C'est un sondage qui a fait beaucoup parler de lui fin 2012, et à travers lequel bon nombre de salariés peuvent se retrouver. Commandé par le groupe de formation Cesi, il détaille les sacrifices que ces derniers sont prêts à faire pour éviter un plan social. Selon les principaux résultats, 64% d'entre eux accepteraient de renoncer aux 35 heures, 59% un gel du salaire et 54% se disent ouverts à des périodes de chômage partiel. Mais au-delà, après avoir vécu l'angoisse d'être licenciés lors d'un plan de sauvegarde de l'emploi (PSE) ou après avoir connu la déception de ne pouvoir intégrer un plan de départ volontaire (PDV), les salariés d'une entreprise qui ''dégraisse'' ont un point commun : une phase ardue à dépasser faite de surcharge de travail et de collectif à recréer.
Augmentation de la charge de travail
Embauchée depuis deux ans chez chez Atradius, l'un des leaders mondiaux de l'assurance-crédit, en janvier 2011 Florence*, vit l'aboutissement du PSE débuté deux ans plus tôt, qui conduit au départ d'une trentaine de salariés sur 250. Même si la majorité des " partants " résident en province, elle qui travaille à Paris se souvient d'une forte incidence sur la charge de travail. " Celle-ci a grimpé de 20 % en raison de l'augmentation des tâches administratives après le départ des personnes qui s'en occupaient ", se souvient-elle. Rien à espérer du point de vue salarial en contrepartie de cette dégradation des conditions de travail : " On savait que c'était gelé ! " Nouvelle dans l'organigramme, elle dit toutefois n'avoir pas été trop ''émotionnellement'' touchée par les départs. Une seule personne dans son équipe était concernée, et elle n'a eu que peu de temps pour nouer des relations vraiment amicales.

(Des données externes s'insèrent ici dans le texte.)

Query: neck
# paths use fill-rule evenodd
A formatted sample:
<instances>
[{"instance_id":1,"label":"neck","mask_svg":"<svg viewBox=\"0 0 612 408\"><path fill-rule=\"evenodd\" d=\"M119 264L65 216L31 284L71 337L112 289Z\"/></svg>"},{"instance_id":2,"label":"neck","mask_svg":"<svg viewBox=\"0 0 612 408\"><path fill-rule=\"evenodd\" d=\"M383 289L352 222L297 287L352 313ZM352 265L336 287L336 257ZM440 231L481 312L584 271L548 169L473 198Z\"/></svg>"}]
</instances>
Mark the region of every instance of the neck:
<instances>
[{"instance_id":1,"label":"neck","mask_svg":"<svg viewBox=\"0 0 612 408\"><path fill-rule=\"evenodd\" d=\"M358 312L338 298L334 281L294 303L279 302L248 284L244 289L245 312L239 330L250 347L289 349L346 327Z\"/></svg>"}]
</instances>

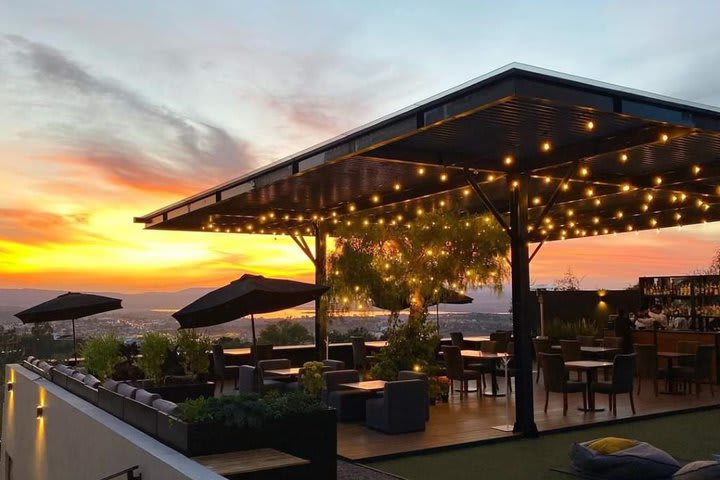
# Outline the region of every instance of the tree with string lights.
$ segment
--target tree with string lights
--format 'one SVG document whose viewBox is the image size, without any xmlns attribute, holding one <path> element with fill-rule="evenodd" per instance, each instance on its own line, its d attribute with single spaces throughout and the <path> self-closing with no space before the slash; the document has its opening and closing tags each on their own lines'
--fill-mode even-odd
<svg viewBox="0 0 720 480">
<path fill-rule="evenodd" d="M 400 215 L 374 224 L 350 220 L 338 229 L 329 257 L 331 307 L 390 310 L 389 346 L 373 370 L 389 378 L 431 362 L 438 332 L 427 307 L 443 289 L 502 289 L 507 250 L 507 234 L 489 215 L 433 211 L 418 212 L 412 222 Z M 401 322 L 397 312 L 408 306 Z"/>
</svg>

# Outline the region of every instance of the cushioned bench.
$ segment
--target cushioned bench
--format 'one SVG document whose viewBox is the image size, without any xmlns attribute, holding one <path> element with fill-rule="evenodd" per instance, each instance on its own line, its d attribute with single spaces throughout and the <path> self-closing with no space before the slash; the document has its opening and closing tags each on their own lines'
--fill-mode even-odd
<svg viewBox="0 0 720 480">
<path fill-rule="evenodd" d="M 223 477 L 232 476 L 233 478 L 237 475 L 248 475 L 258 472 L 268 472 L 271 476 L 275 476 L 276 474 L 273 473 L 273 471 L 302 467 L 310 464 L 310 462 L 304 458 L 295 457 L 273 448 L 258 448 L 255 450 L 204 455 L 202 457 L 192 457 L 192 459 L 218 475 L 222 475 Z M 253 478 L 255 478 L 255 476 L 253 476 Z M 281 478 L 290 478 L 290 475 L 283 475 Z"/>
<path fill-rule="evenodd" d="M 153 402 L 160 395 L 144 389 L 136 389 L 132 397 L 123 399 L 123 420 L 148 435 L 157 436 L 157 409 Z"/>
</svg>

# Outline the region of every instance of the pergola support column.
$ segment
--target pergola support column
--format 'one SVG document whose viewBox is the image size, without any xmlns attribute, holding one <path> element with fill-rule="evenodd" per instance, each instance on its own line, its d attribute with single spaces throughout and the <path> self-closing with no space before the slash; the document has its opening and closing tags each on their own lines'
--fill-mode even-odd
<svg viewBox="0 0 720 480">
<path fill-rule="evenodd" d="M 530 305 L 530 261 L 528 258 L 528 176 L 508 178 L 510 188 L 510 257 L 512 260 L 513 335 L 515 337 L 515 427 L 516 433 L 536 437 L 533 406 Z M 513 182 L 517 185 L 513 186 Z"/>
<path fill-rule="evenodd" d="M 327 232 L 318 223 L 313 224 L 315 233 L 315 283 L 327 285 Z M 328 358 L 329 308 L 326 295 L 315 301 L 315 350 L 319 360 Z"/>
</svg>

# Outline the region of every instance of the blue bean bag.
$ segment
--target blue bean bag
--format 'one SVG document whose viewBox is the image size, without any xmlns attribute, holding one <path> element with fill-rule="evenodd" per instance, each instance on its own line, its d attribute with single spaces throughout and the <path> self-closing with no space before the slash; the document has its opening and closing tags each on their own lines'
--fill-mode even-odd
<svg viewBox="0 0 720 480">
<path fill-rule="evenodd" d="M 626 440 L 619 450 L 607 448 L 607 439 L 575 443 L 570 449 L 572 469 L 602 480 L 666 480 L 680 469 L 680 464 L 666 452 L 649 443 Z M 613 439 L 613 444 L 621 444 Z M 591 448 L 596 446 L 597 449 Z M 601 445 L 597 447 L 597 445 Z M 608 453 L 611 452 L 611 453 Z"/>
</svg>

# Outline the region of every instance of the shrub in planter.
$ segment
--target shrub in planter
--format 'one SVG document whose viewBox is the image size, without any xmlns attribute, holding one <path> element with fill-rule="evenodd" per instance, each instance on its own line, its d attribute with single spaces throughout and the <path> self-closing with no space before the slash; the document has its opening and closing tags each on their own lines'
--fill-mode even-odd
<svg viewBox="0 0 720 480">
<path fill-rule="evenodd" d="M 82 355 L 88 372 L 100 380 L 112 375 L 115 366 L 123 361 L 120 356 L 120 340 L 112 333 L 92 337 L 85 341 Z"/>
<path fill-rule="evenodd" d="M 178 331 L 178 354 L 186 374 L 199 378 L 208 373 L 210 358 L 207 352 L 210 350 L 211 345 L 210 337 L 196 330 L 183 329 Z"/>
<path fill-rule="evenodd" d="M 143 335 L 140 344 L 138 365 L 145 372 L 145 376 L 155 384 L 162 383 L 165 376 L 164 365 L 167 352 L 171 350 L 170 337 L 162 333 L 148 332 Z"/>
</svg>

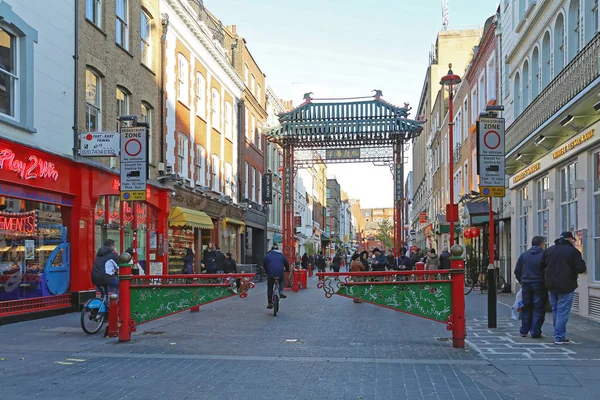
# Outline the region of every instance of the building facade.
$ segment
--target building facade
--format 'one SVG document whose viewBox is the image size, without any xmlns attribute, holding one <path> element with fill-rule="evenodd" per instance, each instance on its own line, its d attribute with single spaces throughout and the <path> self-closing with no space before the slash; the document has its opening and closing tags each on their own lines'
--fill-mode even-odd
<svg viewBox="0 0 600 400">
<path fill-rule="evenodd" d="M 327 179 L 327 210 L 326 210 L 326 225 L 325 225 L 325 236 L 327 241 L 327 248 L 329 250 L 329 256 L 332 257 L 335 254 L 337 248 L 339 248 L 340 239 L 340 212 L 342 209 L 342 198 L 341 188 L 337 179 Z"/>
<path fill-rule="evenodd" d="M 281 101 L 275 91 L 267 86 L 266 91 L 266 110 L 267 122 L 265 128 L 273 128 L 279 125 L 278 115 L 285 112 Z M 281 171 L 283 153 L 281 147 L 270 141 L 266 142 L 266 171 L 272 175 L 273 194 L 271 196 L 271 205 L 268 206 L 267 222 L 267 248 L 271 248 L 275 243 L 282 242 L 281 219 L 282 219 L 282 182 Z"/>
<path fill-rule="evenodd" d="M 534 235 L 551 245 L 561 232 L 573 232 L 588 267 L 579 278 L 573 309 L 600 318 L 597 2 L 504 3 L 500 31 L 510 251 L 518 256 Z M 516 282 L 512 286 L 516 289 Z"/>
</svg>

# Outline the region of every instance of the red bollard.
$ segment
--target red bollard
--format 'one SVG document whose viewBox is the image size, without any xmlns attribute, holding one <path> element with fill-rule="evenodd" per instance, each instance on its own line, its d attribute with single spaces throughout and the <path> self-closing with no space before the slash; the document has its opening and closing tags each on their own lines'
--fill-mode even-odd
<svg viewBox="0 0 600 400">
<path fill-rule="evenodd" d="M 298 279 L 299 279 L 299 277 L 300 277 L 300 271 L 296 269 L 294 271 L 294 288 L 293 288 L 294 292 L 298 291 Z"/>
<path fill-rule="evenodd" d="M 200 306 L 194 306 L 190 308 L 190 312 L 200 312 Z"/>
<path fill-rule="evenodd" d="M 425 269 L 425 263 L 423 261 L 419 261 L 415 264 L 415 269 L 417 271 L 423 271 Z"/>
<path fill-rule="evenodd" d="M 452 274 L 452 347 L 464 349 L 467 331 L 464 293 L 465 260 L 460 257 L 450 257 L 450 272 Z"/>
<path fill-rule="evenodd" d="M 124 253 L 126 254 L 126 253 Z M 121 254 L 119 261 L 123 259 L 124 254 Z M 129 342 L 131 340 L 131 264 L 119 264 L 119 342 Z"/>
<path fill-rule="evenodd" d="M 312 264 L 308 264 L 308 276 L 312 278 Z"/>
<path fill-rule="evenodd" d="M 119 296 L 110 295 L 110 305 L 108 307 L 108 327 L 106 329 L 107 337 L 119 336 Z"/>
</svg>

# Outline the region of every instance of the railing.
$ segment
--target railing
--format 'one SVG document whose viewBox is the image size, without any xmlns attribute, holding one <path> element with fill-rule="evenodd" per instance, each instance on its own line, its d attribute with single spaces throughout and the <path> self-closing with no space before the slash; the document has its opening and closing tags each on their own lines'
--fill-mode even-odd
<svg viewBox="0 0 600 400">
<path fill-rule="evenodd" d="M 514 150 L 532 132 L 600 76 L 600 33 L 548 84 L 506 130 L 506 152 Z"/>
<path fill-rule="evenodd" d="M 71 307 L 71 295 L 34 297 L 0 302 L 0 317 Z"/>
</svg>

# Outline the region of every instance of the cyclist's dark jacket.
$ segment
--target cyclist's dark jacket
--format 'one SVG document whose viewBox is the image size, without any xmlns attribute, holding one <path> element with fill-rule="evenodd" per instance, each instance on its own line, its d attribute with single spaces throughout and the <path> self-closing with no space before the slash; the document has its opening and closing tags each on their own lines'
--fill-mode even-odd
<svg viewBox="0 0 600 400">
<path fill-rule="evenodd" d="M 283 276 L 283 271 L 290 268 L 285 256 L 278 251 L 270 251 L 264 260 L 267 276 Z"/>
<path fill-rule="evenodd" d="M 111 283 L 115 277 L 106 273 L 106 262 L 108 260 L 114 260 L 117 264 L 119 263 L 119 257 L 110 247 L 100 247 L 96 258 L 94 259 L 94 266 L 92 267 L 92 283 L 94 285 L 102 286 Z"/>
</svg>

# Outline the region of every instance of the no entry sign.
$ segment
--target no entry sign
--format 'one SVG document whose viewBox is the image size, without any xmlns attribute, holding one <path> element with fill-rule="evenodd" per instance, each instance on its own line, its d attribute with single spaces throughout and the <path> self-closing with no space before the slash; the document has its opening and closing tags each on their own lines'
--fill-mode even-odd
<svg viewBox="0 0 600 400">
<path fill-rule="evenodd" d="M 479 193 L 504 197 L 504 118 L 481 117 L 477 127 Z"/>
<path fill-rule="evenodd" d="M 146 200 L 148 133 L 145 126 L 121 128 L 121 200 Z"/>
</svg>

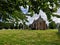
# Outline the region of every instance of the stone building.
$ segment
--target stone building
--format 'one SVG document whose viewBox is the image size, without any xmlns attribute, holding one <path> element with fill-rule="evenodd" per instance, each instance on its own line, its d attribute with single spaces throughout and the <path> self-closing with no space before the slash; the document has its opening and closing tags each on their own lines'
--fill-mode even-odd
<svg viewBox="0 0 60 45">
<path fill-rule="evenodd" d="M 45 30 L 47 29 L 47 24 L 41 17 L 39 17 L 37 20 L 34 20 L 29 27 L 32 30 Z"/>
</svg>

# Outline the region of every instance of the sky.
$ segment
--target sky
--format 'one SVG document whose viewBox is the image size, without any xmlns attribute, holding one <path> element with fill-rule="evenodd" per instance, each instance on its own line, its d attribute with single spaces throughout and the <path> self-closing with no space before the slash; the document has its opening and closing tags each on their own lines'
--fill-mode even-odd
<svg viewBox="0 0 60 45">
<path fill-rule="evenodd" d="M 60 8 L 57 10 L 56 14 L 60 15 Z M 53 21 L 60 23 L 60 18 L 52 17 Z"/>
<path fill-rule="evenodd" d="M 29 9 L 29 7 L 28 8 L 21 7 L 21 10 L 24 14 L 28 13 L 28 9 Z M 57 10 L 56 14 L 60 15 L 60 8 Z M 27 16 L 29 22 L 26 22 L 26 24 L 27 25 L 32 24 L 34 20 L 37 20 L 39 18 L 39 16 L 41 16 L 43 18 L 43 20 L 46 21 L 47 25 L 49 24 L 46 14 L 42 10 L 40 10 L 39 14 L 34 14 L 32 17 Z M 51 18 L 53 21 L 55 21 L 55 23 L 60 23 L 60 18 L 57 18 L 57 17 L 51 17 Z"/>
<path fill-rule="evenodd" d="M 21 11 L 22 11 L 24 14 L 28 13 L 28 9 L 29 9 L 28 6 L 27 6 L 27 8 L 24 8 L 24 7 L 20 6 L 20 8 L 21 8 Z"/>
</svg>

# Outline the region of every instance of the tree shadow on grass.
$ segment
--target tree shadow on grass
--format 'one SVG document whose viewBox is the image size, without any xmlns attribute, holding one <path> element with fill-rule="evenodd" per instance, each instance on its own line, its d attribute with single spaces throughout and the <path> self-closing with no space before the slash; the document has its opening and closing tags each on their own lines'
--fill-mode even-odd
<svg viewBox="0 0 60 45">
<path fill-rule="evenodd" d="M 59 32 L 57 32 L 56 34 L 57 34 L 58 38 L 60 38 L 60 33 L 59 33 Z"/>
<path fill-rule="evenodd" d="M 58 37 L 58 39 L 56 40 L 56 42 L 58 43 L 58 45 L 60 45 L 60 33 L 57 32 L 56 34 L 57 34 L 57 37 Z"/>
</svg>

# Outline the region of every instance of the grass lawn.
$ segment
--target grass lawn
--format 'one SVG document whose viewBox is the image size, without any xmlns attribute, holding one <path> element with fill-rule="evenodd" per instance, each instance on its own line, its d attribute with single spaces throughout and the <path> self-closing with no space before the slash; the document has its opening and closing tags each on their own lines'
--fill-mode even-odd
<svg viewBox="0 0 60 45">
<path fill-rule="evenodd" d="M 55 30 L 0 30 L 0 45 L 60 45 Z"/>
</svg>

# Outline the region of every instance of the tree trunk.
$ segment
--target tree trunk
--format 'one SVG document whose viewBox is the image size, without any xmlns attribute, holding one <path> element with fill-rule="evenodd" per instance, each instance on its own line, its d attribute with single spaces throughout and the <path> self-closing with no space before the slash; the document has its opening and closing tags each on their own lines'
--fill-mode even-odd
<svg viewBox="0 0 60 45">
<path fill-rule="evenodd" d="M 59 24 L 59 26 L 58 26 L 58 32 L 60 33 L 60 24 Z"/>
</svg>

Ce ne fut pas le cas de Geneviève. Salariée chez Sanofi depuis 30 ans, et sur son poste de " scientific documentation " (recherche et veille documentaire scientifique) à Toulouse depuis 2006, il lui manque quelques mois pour intégrer le plan de départs volontaires mis en place en 2009. Même si les départs se sont étalés sur plusieurs semaines, au bout d'un temps, Geneviève dit ne plus se reconnaître dans l'entreprise. Elle y a fait l'essentiel de sa carrière. " Je l'ai mal vécu, j'étais très déstabilisée, se souvient-elle. Mes points d'ancrages avaient disparu. Pour un renseignement, je devais reprendre l'organigramme afin d'identifier mes nouveaux interlocuteurs. En fait, c'est un peu comme si j'avais changé d'employeur... " Au total, entre les collègues avec qui elle était régulièrement en contact, les relations amicales au sein de l'entreprises et les véritables amitiés nouées au fil des ans, elle estime avoir perdu une cinquantaine de relations proches en moins d'un an. " A 55 ans, j'étais plongée dans une nouvelle entreprise, mais sans en avoir été préparée ", confesse Geneviève.
La galère continue...
De fait, les salariés épargnés par un plan social sont peu considérés une fois le dispositif effectivement en place. " Ceux qui restent sont souvent groguis debout ", affirme Xavier Tedeschi, fondateur du cabinet Latitude RH. Après un déchirement durant la phase de mise en oeuvre - empathie avec ceux qui partent, soulagement d'éviter le chômage -, " les salariés peuvent se dire : la galère continue ", explique le consultant. Il dit n'avoir jamais rencontré d'entreprise qui a véritablement intégré l'accompagnement des collaborateurs restant en poste. Chez Sanofi, Geneviève se souvient d'un modeste PowerPoint posté sur sa boite email sur la thématique du changement et du deuil. " Mais je n'ai absolument pas eu le sentiment d'être accompagnée ", dit-elle. Cela dépendait de chaque manager, de sa volonté de suivre au plus près ses équipes. De son côté, le seul geste qu'a vu Florence de la part de son entreprise - dont globalement la direction a été épargnée - est la diminution du budget de la soirée annuelle ! Une mesure symbolique censée prouver l'effort consenti par l'entreprise après le traumatisme du plan social : " On nous avait prévenu que ce serait moins prestigieux que l'année d'avant, mais ça dénotait encore dans le contexte de l'époque ", estime Florence, amère.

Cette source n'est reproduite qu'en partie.